Palm oil prices may slump by June as production recovers and an “exceptionally high” premium over diesel prompts buyers to delay purchases until mid-2011, LMC International Ltd. Managing Director James Fry said today.

Palm oil futures in Malaysia will fall to 2,600 ringgit ($826) a metric ton, from a 28-month high of 3,537 ringgit today, as high prices curb demand, Fry said at a conference in Bali.

“I still expect crude palm oil prices to fall but, in view of low 2010 output, more slowly than I expected earlier,” Fry said. “By June, with output rising fast, a reasonable South American soybean crop should pull the price back to near 2,600 ringgit,” he said.

Palm oil has jumped 55 percent from this year’s low on July 7 as heavy rains caused by the La Nina weather event reduced yields in Indonesia and Malaysia, which produce about 90 percent of the world’s supply. La Nina has also caused a drought that curbed South American planting of soybeans, helping drive soybean oil prices to a 27-month high last month.

Higher palm oil and soybean oil prices will cause “biodiesel users to defer purchases till mid-2011 and bring demand in line with supply,” Fry said.

“A crude price of $115 would be needed to justify a crude palm oil price of 3,400 ringgit,” Fry said. Crude oil in New York for January delivery closed at $88 a barrel yesterday. A premium of $700 a ton for biofuel over diesel in the European Union may slash biodiesel sales by 3 million tons, Fry said.

“Barring a catastrophe on the supply side, we will soon see again that the cure for high prices is high prices,” Fry said.

Backwardation Risk

A backwardation in palm oil prices, when near-term contracts are more expensive than those for future delivery, “encourages buyers to defer palm oil imports,” Fry said. Malaysia’s palm oil exports dropped 0.6 percent from the previous month to 1.46 million tons in October, according to data from the country’s Palm Oil Board.

Rising spot prices may erase the premium of soybean oil over palm oil and making the tropical commodity more expensive, Fry said. This will force “importers to turn more to soy oil imports,” creating a backwardation in soybean oil, he said. The soybean oil premium was at $48.63 a ton at 2:17 p.m. in Singapore.

Production Rally

Indonesia’s palm oil output may grow by about 1.8 million tons to 22.8 million tons next year, Derom Bangun, vice chairman of the Indonesian Palm Oil Board, said in an interview today.

Malaysian production may climb 3.4 percent to 18.4 million tons next year as yields improve from maturing trees, the Ministry of Finance said Oct. 15.

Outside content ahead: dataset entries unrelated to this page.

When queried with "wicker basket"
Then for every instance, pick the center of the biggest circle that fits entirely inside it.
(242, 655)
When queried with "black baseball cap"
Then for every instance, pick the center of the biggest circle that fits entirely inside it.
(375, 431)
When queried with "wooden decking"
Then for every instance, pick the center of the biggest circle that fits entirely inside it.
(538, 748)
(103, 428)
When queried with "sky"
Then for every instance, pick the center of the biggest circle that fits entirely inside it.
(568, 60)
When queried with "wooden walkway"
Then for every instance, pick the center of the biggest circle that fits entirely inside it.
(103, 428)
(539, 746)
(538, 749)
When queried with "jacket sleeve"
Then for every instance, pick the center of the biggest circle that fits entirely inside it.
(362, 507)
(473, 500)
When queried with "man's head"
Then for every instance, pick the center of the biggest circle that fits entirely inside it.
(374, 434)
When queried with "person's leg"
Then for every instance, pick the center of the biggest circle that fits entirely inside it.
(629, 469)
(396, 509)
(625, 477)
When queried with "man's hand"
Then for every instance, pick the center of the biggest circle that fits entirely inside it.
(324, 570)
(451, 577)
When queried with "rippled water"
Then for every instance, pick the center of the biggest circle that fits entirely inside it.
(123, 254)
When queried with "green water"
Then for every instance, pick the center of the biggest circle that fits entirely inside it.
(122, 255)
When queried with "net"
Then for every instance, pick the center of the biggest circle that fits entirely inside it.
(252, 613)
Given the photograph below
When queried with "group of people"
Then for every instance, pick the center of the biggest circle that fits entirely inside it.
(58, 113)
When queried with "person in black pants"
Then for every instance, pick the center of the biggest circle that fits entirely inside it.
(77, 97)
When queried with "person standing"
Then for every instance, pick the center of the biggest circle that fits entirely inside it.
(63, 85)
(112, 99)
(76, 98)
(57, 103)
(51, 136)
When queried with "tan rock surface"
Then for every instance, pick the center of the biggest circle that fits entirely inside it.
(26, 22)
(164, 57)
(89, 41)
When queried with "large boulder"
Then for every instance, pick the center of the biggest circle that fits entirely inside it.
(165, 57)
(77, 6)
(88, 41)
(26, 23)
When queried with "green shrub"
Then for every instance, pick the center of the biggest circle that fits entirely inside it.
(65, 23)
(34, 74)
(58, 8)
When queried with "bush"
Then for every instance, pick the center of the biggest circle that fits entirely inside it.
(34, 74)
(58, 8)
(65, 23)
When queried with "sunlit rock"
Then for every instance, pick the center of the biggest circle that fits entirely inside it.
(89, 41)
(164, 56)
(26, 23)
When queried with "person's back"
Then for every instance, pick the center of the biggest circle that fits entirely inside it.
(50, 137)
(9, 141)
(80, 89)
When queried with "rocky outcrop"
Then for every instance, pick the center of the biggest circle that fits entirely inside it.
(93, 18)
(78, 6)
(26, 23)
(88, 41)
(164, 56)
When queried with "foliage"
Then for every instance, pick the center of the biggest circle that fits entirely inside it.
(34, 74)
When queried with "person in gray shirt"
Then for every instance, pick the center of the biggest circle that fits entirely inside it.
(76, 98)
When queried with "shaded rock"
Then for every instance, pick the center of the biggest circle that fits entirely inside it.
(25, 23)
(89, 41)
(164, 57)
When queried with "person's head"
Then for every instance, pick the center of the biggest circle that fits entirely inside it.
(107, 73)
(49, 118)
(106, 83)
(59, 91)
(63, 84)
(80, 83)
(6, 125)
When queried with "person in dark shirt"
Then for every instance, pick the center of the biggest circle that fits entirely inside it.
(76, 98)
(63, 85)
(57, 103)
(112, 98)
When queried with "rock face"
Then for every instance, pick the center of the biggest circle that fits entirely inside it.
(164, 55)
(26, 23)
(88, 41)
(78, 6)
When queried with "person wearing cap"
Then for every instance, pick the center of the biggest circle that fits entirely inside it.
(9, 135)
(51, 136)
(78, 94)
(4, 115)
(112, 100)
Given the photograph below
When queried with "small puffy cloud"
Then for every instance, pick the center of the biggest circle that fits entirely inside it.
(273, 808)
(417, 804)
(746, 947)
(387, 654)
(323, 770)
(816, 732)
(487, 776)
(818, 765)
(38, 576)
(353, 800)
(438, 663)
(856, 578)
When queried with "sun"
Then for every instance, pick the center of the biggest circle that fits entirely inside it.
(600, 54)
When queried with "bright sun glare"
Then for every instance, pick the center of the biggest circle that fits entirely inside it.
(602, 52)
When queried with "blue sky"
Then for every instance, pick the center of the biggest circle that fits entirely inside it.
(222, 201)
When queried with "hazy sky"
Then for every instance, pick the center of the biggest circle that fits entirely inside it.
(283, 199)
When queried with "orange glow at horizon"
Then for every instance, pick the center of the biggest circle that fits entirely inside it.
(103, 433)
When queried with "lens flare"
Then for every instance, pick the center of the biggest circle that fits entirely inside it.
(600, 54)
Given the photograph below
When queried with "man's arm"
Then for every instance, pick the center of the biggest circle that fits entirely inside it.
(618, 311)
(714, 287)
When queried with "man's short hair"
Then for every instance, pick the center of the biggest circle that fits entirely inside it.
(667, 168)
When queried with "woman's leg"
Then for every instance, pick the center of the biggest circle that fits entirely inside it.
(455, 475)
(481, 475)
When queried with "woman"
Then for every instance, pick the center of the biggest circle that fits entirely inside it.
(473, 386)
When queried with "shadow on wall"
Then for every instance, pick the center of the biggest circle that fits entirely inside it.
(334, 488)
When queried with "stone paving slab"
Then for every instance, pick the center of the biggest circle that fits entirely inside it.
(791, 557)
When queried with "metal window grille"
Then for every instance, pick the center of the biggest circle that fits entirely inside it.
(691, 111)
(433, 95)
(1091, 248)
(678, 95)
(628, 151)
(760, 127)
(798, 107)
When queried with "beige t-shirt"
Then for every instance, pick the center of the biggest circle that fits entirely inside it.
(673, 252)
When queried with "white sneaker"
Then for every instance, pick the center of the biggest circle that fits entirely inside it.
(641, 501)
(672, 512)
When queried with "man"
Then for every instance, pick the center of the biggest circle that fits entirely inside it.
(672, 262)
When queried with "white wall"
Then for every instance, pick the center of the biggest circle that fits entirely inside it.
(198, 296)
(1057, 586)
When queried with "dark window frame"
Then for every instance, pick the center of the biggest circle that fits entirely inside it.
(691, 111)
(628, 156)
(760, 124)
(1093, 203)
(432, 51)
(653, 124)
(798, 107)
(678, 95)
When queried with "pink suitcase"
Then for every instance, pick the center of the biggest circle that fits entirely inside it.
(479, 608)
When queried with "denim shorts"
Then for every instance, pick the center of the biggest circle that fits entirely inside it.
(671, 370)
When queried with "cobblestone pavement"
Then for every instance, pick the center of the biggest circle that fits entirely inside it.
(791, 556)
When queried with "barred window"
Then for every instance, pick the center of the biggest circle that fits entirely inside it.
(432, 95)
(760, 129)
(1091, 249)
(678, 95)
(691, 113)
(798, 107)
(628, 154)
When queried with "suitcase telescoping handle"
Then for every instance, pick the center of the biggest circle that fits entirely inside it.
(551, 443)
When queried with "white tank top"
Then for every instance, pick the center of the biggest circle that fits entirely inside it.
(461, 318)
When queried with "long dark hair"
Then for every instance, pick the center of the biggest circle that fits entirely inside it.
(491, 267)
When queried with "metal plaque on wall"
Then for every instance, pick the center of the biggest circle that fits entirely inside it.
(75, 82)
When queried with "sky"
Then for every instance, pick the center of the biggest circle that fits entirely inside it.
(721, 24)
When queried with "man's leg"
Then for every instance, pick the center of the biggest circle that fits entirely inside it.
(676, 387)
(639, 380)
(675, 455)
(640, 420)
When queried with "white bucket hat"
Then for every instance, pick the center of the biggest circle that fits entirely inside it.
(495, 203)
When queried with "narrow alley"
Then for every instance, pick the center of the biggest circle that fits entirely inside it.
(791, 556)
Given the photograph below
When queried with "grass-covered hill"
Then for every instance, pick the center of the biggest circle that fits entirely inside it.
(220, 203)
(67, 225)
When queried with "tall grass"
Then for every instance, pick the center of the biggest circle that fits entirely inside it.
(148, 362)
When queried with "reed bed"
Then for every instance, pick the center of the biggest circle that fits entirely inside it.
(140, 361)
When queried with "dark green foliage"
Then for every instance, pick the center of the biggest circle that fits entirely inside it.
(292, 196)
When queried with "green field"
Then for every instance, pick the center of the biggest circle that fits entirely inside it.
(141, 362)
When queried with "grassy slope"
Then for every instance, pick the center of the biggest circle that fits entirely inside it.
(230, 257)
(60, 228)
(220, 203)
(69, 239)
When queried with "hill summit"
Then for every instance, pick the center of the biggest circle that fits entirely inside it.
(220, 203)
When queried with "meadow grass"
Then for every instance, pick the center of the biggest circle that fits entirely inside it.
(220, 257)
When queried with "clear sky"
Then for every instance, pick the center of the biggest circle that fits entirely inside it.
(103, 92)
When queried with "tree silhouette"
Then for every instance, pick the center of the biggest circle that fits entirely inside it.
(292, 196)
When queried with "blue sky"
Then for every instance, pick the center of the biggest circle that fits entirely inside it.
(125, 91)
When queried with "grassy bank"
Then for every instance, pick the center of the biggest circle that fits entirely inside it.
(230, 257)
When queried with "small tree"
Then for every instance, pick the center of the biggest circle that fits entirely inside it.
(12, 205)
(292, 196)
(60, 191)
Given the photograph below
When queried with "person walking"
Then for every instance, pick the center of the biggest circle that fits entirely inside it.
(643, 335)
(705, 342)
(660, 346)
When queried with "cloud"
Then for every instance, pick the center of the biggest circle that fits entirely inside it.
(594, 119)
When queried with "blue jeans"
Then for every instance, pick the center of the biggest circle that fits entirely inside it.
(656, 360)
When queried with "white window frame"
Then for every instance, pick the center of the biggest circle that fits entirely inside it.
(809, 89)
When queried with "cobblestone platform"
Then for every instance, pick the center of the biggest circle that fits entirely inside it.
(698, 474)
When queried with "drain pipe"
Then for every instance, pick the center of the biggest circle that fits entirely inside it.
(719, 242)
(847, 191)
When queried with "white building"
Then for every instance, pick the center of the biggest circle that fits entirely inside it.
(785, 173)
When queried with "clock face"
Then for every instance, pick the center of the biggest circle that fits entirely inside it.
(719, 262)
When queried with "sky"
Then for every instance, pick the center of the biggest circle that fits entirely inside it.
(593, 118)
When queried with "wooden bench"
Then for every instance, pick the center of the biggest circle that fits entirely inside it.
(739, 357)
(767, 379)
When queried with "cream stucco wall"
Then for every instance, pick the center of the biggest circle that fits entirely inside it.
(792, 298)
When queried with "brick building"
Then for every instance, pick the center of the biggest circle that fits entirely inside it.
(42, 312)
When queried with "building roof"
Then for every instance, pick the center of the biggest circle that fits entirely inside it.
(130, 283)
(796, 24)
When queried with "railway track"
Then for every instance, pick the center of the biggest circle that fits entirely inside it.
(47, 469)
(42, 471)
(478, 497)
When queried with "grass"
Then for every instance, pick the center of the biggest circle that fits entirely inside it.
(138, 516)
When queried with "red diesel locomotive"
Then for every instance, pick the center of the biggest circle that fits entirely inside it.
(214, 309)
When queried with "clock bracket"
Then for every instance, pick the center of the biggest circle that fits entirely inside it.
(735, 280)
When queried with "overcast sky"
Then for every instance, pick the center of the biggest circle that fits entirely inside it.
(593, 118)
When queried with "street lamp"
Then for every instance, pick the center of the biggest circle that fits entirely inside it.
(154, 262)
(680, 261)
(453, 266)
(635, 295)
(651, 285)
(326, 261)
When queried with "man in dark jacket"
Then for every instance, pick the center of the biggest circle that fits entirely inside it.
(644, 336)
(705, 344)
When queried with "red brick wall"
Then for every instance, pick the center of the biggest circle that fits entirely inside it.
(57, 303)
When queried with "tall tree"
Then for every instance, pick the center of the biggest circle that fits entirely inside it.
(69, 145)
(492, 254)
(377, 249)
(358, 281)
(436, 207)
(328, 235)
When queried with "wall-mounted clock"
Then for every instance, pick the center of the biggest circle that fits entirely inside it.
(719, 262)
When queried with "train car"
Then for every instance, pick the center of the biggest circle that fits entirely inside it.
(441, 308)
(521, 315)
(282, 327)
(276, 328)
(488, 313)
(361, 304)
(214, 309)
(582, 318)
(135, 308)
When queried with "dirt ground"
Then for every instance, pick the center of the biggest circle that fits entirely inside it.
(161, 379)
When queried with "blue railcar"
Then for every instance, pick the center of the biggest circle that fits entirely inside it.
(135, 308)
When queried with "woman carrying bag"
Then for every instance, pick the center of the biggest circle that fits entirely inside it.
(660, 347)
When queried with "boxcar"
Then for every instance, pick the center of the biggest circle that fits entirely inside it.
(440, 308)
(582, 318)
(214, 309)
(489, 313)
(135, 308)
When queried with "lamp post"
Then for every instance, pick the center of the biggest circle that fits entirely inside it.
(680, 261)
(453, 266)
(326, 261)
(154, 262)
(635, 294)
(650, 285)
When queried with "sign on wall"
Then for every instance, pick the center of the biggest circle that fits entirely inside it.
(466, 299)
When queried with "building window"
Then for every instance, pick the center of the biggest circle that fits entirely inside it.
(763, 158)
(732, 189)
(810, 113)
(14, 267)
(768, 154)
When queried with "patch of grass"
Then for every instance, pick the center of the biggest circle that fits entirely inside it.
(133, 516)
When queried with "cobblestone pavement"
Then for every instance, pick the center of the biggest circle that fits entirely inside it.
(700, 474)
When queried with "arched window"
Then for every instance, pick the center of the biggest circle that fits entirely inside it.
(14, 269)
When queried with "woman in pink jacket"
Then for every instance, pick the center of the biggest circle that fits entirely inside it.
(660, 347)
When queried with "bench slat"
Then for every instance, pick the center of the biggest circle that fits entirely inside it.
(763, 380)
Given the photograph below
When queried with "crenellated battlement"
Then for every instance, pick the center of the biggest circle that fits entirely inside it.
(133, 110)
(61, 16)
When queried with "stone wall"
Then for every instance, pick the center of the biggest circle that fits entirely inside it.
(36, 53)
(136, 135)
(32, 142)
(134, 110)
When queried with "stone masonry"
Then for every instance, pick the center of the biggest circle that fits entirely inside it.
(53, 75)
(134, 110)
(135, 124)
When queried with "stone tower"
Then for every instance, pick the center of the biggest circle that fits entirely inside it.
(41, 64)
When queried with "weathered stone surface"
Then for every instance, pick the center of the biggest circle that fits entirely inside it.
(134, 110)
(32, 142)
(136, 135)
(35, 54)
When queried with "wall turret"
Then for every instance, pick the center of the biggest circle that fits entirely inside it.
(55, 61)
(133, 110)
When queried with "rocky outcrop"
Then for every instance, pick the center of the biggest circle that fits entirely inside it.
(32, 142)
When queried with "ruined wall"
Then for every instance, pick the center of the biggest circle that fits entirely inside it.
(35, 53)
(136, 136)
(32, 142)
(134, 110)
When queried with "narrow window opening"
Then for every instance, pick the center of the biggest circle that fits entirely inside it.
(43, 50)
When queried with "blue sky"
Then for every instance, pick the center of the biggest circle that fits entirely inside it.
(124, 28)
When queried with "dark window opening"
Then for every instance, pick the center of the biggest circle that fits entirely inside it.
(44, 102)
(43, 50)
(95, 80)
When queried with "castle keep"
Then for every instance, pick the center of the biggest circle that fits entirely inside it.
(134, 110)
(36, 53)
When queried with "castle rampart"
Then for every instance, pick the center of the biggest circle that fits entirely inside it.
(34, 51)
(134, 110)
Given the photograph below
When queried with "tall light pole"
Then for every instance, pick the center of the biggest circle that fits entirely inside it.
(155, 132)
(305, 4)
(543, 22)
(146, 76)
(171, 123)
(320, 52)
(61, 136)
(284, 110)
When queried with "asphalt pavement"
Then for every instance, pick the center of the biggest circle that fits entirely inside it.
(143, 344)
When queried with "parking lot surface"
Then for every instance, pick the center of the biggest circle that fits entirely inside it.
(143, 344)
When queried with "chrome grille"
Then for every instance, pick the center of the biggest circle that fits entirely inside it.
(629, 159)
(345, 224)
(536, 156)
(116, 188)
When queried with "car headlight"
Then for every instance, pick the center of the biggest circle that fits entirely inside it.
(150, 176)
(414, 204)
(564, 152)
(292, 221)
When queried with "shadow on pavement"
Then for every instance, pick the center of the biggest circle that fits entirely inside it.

Palm oil may extend the current rally to 2,600 ringgit before January on expectations that global demand will exceed supply, Godrej International Ltd. Director Dorab Mistry said earlier at the same conference.

“The period of greatest tightness will be between February and May 2011 and we need prices to rise now in order to rein in demand and to stimulate plantings,” Mistry, who correctly predicted in March that prices would exceed 3,000 ringgit ($953) a ton after June, said at a conference in Bali today.

On Oct. 20, Fry predicted palm oil would drop to 2,500 ringgit a ton by the end of the year, forecasting stockpiles in Malaysia would be 2.25 million tons. October stockpiles were at 1.79 million tons, according to the Malaysian Palm Oil Board.

Prices will decline this month, before rallying as much as 300 ringgit a ton from January to April, Thomas Mielke, executive director of Oil World, said in Bali today.